Questioning the answer

While auditing for a new feature expression throughout the user journey, one key problem stood out. Our new inventory surfaced in map view was easily confused with our regular offerings.

He wants this one blue and that one green.

Product Manager

But what do you do when your product partner tells you the CEO wants this one blue and that one green? Yes, it’s that very cliched designer’s conundrum that happens even with the best team and best intentions. And what seems like a simple request needs to be met with a somewhat rudimentary process.

First you clarify what anyone thinks is being achieved by the hurried solution. For us, the actual problem at hand was not blue or green, it was “differentiation.” While everyone’s obvious solution was to add a new map pin color, I brought several issues to the team’s attention.
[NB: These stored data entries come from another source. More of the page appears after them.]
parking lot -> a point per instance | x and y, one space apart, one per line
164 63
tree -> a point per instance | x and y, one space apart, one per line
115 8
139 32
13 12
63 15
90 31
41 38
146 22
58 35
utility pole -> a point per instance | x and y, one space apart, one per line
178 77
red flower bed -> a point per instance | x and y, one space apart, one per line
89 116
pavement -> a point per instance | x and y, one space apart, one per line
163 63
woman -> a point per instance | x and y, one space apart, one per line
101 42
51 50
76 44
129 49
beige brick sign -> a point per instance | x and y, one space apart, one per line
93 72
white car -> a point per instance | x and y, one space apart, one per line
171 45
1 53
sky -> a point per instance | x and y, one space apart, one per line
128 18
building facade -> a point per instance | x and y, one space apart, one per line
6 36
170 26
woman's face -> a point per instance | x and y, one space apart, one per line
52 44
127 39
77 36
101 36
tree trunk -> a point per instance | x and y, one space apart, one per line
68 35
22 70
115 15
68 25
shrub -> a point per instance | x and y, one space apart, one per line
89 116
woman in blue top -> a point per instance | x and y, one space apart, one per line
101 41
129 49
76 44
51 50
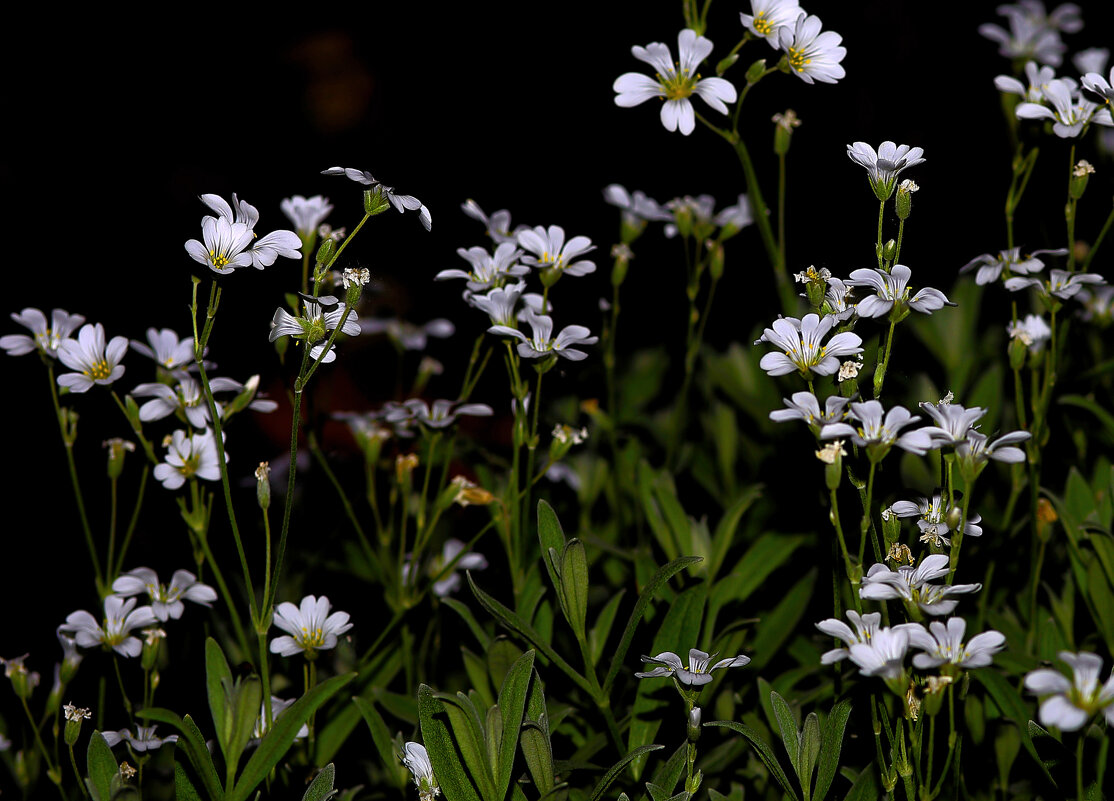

  • Is distinguishing with color an accessibility risk? (Spoiler: yes!)
  • Do we have scope space to add a differentiated shape—we’ve surveyed this as a best practice.
  • Is the ask really to add a new color, or to differentiate inventory?
  • Do we really want to drive change to our established design system for an unproven MVP?
  • The preference is to release, gather data, and react/iterate accordingly.
  • We are now compounding complexity in our icon system—we should reset the baseline and simplify icon use to be inventory specific, not category specific.

We then audited other apps’ maps for best practices in distinguishing pinned places and presented our case and recommendations to executive leadership within two business days. We successfully executed our MVP from our team’s design iterations which offered the engineering team various acceptable levels of effort based on our time constraints set by the executive team.